Waterman notes that when she first started poking through the libraries' journal holdings, "some were still in the general collection and not in the rare books, which made sense," she says. "They're 20th-century materials, and the definition of 'rare' as far as special collections goes is pre-1801. So 1920 isn't rare, although these journals are very ephemeral and fragile and rare—and now valuable."

All are treated with the respect of rare items, which is why Crystal Maitland, a paper conservator in the libraries' Department of Conservation and Preservation, stops by the class. She wants to let the students know what is and isn't possible with the exhibition cases. Two of the vitrines sit near a source of natural light, and the inks on many of these journals are unstable and decay when exposed; facsimiles can be made, if need be.

But what about propping up VVV? "We could build a support for inside the cover," Maitland says, inspecting the journal, looking over its pages and covers. "That way all the plastic would support it, so it's not putting any weight on the binding. We can't make it absolutely flat because we don't want to damage the staples, but we could open it up a little further so it would end up looking something like this."

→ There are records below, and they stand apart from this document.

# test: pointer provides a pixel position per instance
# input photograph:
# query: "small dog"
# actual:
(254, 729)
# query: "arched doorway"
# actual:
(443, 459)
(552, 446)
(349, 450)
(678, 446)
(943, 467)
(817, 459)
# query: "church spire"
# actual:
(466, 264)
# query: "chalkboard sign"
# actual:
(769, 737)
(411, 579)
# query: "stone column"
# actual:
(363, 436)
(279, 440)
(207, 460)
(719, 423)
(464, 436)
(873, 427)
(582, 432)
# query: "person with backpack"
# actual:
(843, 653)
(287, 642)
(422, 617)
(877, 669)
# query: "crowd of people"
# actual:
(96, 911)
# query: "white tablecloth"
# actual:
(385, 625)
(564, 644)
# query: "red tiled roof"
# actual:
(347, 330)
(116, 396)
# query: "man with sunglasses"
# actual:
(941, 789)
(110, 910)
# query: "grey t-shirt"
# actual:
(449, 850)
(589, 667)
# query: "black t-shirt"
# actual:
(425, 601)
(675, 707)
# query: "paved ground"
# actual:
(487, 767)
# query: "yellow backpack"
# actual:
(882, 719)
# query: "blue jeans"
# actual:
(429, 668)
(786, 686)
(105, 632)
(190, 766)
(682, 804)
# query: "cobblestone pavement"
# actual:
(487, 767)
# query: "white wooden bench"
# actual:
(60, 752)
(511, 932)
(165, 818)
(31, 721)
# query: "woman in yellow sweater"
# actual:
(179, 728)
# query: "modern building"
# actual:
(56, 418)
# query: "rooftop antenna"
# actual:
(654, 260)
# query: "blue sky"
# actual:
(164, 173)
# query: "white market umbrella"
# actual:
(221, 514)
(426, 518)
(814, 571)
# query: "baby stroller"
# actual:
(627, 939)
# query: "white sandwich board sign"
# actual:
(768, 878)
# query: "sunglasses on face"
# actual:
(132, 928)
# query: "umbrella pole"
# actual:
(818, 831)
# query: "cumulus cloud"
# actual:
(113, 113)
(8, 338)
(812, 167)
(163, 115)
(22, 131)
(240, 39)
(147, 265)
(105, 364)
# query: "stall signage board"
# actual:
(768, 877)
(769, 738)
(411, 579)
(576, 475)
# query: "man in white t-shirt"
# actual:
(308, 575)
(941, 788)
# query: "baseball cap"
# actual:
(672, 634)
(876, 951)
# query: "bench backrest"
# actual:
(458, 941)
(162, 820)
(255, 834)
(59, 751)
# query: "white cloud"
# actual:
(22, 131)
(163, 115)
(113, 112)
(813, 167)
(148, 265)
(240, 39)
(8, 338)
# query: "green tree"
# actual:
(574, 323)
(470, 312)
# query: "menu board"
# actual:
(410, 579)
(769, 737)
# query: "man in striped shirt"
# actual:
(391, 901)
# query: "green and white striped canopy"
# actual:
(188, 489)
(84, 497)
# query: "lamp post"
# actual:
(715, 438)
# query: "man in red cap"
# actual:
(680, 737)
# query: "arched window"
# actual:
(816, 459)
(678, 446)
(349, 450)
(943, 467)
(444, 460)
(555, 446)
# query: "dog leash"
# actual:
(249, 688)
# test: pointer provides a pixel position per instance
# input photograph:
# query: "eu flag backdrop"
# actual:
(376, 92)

She shows how it might look, and Warnock and the students imagine what might be on either side of it, discuss moving it to the other side of the case to add some color to the presentation. Warnock and a few students do some shuffling, then take a step back and see how it looks. Much better.

"OK?" Warnock asks, looking around the room and noticing the students nodding their heads yes. She then directs them to a different part of the display. "Since we have Crystal here," she says, "let's talk about these journals over here."